Zwei weißgewandete Ägypter sprechen uns an und führen uns durch das vor unseren Augen auftuende Chaos des Hafens an unvollendeten Gebäuden, streitenden Gepäckträgern und riesigen Müllhaufen vorbei. Innerhalb kürzester Zeit wurde so Geld getauscht, das Visa besorgt und unsere Papiere abgestempelt. Die zwei weißgewandeten Ägypter drängen uns, dass wir das Hafengelände verlassen. Durch die ebenfalls chaotische Gepäckkontrolle nach draußen. Die beiden weißgewandeten Ägypter haben natürlich einen Bus, der uns alle auch nach  Sharm el Sheik bringen kann. Nach kurzer Verhandlung wollen wir den Bus besteigen, aber werden von anderen „Busunternehmern“ daran gehindert, die mit uns jetzt ebenfalls Preisverhandlungen aufnehmen. Wir müssen hier weg. Das Gepäck auf den Bus verladen, wir springen hinein, ein weiterer Ägypter sitzt auf dem Dach und hält unser Gepäck fest. Der Fahrer würgt aber vor Aufregung beim Anfahren den Motor ab. Der Bus muss angeschoben werden. Die weitere Fahrt zu unserem heutigen Zielort verläuft, nachdem Strick gekauft und unser Gepäck ordentlich verschnürt wurde, sehr ruhig.
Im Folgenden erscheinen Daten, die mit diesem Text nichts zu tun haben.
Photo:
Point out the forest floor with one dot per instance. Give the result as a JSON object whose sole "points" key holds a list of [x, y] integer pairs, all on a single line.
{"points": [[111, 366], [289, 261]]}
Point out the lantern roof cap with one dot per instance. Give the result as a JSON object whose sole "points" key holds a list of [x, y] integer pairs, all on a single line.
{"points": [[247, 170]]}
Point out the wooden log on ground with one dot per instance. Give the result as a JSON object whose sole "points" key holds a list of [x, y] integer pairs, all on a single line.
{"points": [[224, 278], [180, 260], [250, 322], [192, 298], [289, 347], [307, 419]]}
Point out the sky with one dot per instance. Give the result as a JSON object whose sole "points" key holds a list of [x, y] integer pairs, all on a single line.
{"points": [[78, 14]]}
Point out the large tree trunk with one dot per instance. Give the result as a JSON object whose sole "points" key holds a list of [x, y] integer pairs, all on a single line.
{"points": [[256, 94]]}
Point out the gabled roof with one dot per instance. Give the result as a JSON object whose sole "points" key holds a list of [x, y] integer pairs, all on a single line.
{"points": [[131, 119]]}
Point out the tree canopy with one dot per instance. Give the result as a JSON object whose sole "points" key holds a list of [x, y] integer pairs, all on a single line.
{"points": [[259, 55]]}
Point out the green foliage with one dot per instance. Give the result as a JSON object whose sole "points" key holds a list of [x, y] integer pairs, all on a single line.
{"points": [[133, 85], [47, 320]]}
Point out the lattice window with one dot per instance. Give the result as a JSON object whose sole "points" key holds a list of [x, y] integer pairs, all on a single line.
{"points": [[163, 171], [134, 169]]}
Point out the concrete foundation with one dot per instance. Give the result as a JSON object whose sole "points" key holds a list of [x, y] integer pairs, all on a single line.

Wir fahren in die Touristenhochburg Sharm el Sheik, unserem Startplatz für die Überfahrt  nach Hurghada auf der anderen Seite des Roten Meeres.

Mit Entsetzen müssen wir bei der Ankunft in Sharm el Sheik feststellen, dass alles was wir bis jetzt über das Internet im Vorfeld recherchiert haben, nicht stimmt. Es gibt definitiv seit einem Jahr keine Schiffsverbindung auf die andere Seite des Roten Meeres. Wir müssen die Sinai- Halbinsel auf der anderen Seite wieder nach oben. Unsere Aktivitäten, einen Minibus oder eine Schiffspassage nur für uns zu ergattern, scheitern, trotz der Mithilfe von Fred, einem koptischen Christen oder Hassan, einem Schiffseigner. Zwischenzeitliche Erfolgsmeldungen zerplatzten wie Seifenblasen. Die notwendigen Genehmigungen können nicht so schnell ausgestellt werden oder sie sind nicht vorhanden.

Nachdem auch der letzte schon durch uns besichtigte und für gut befundene Minibus absagen musste, wurden innerhalb kurzer Zeit Tickets für den Nachtbus nach Cairo organisiert. Mit unguten Gefühlen, was uns als nächstes erwartet, steigen wir in zwei Minibusse, die uns zu einem Zubringerplatz für den Nachtbus nach Cairo bringen. Es ist 3.00 Uhr in der Nacht als wir endlich in unserem Bus sitzen.